The fee often gets waived if you hit a spending threshold — which you likely will if you’re putting everything on one card. And joining benefits usually exceed the first year’s fee anyway.
What I Use
Primary: HSBC Travel One. Good customer support reputation, and crucially — reward points don’t expire. No pressure to track and redeem before losing them.
Backup: HDFC Regalia Gold. Just there if my primary fails somewhere.
On Credit Limits
That ₹50 lakh limit I had? It felt powerful. Like I had that much money at my disposal.
Dangerous feeling. A high credit limit isn’t your money — it’s potential debt at 36% interest.
I’ve reduced my limits. When banks offer increases, I decline. Lower limit means lower fraud exposure, less temptation, and I can’t accidentally dig a hole that takes years to escape.

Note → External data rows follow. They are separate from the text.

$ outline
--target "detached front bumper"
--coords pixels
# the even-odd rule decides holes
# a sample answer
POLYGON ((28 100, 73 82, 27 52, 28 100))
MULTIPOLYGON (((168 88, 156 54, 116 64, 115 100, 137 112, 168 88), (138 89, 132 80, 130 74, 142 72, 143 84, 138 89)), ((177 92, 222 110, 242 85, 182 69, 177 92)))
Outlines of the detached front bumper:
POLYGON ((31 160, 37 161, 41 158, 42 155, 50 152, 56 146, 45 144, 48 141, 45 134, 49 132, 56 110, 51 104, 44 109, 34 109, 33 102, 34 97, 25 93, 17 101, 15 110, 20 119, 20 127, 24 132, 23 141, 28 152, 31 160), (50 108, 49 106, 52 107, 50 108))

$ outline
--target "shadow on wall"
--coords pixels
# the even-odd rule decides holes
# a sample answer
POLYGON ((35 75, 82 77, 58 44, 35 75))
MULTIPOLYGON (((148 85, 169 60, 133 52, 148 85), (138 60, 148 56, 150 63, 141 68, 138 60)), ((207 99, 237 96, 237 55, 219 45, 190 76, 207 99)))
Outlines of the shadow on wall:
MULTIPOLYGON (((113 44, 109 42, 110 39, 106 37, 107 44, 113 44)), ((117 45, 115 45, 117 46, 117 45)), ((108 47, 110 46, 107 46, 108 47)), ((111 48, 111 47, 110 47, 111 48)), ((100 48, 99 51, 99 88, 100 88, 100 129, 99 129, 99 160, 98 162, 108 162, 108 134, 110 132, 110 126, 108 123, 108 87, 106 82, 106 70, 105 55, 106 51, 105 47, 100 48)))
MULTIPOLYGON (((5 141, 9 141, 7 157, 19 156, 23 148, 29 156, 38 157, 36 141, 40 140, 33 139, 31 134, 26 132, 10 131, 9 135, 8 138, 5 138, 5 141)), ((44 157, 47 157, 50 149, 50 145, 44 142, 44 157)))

“But what about credit utilisation ratio for your credit score?”
I don’t optimise for credit score. I optimise for peace of mind.
Read: Your Credit Score Is a Debt Score, Not a Wealth Score
The Simple System
- Build a 12-month emergency fund first. No credit card until this is done.
- Get one premium card with good base rewards, decent support, and points that don’t expire easily.
- Use it for everything. Don’t think about categories.
- Pay the full balance every month.
- Align your due date to around the 5th. I pay all bills on the 1st — rent, subscriptions, everything. Due date on the 5th gives me buffer. One day, one ritual, all bills done. (More on this in a future post.)
- Check your statement monthly for fraud.
- Keep your credit limit reasonable. Decline increases.
- One backup card for emergencies.
This system requires almost zero mental overhead. Fraud protection. Some rewards. No debt.
The Bottom Line
Credit cards aren’t evil. Used correctly, they’re useful for fraud protection and convenience.
But the industry is designed to make you a customer for life — paying interest, chasing rewards, staying engaged with apps and promotions. They win when you carry a balance. They win when you spend hours thinking about their products.
I refuse to play that game.
Two cards. One for everything. Paid in full every month. No rewards tracking. No optimisation.
I use credit cards. They don’t use me.
“There are two ways to be rich: One is by acquiring much, and the other is by desiring little.” — Jackie French Koller
Disclaimer: The views expressed in this article are my personal opinions and are for informational purposes only. This is not investment or financial advice. I am not a registered financial advisor. Please consult a qualified financial professional before making any investment decisions.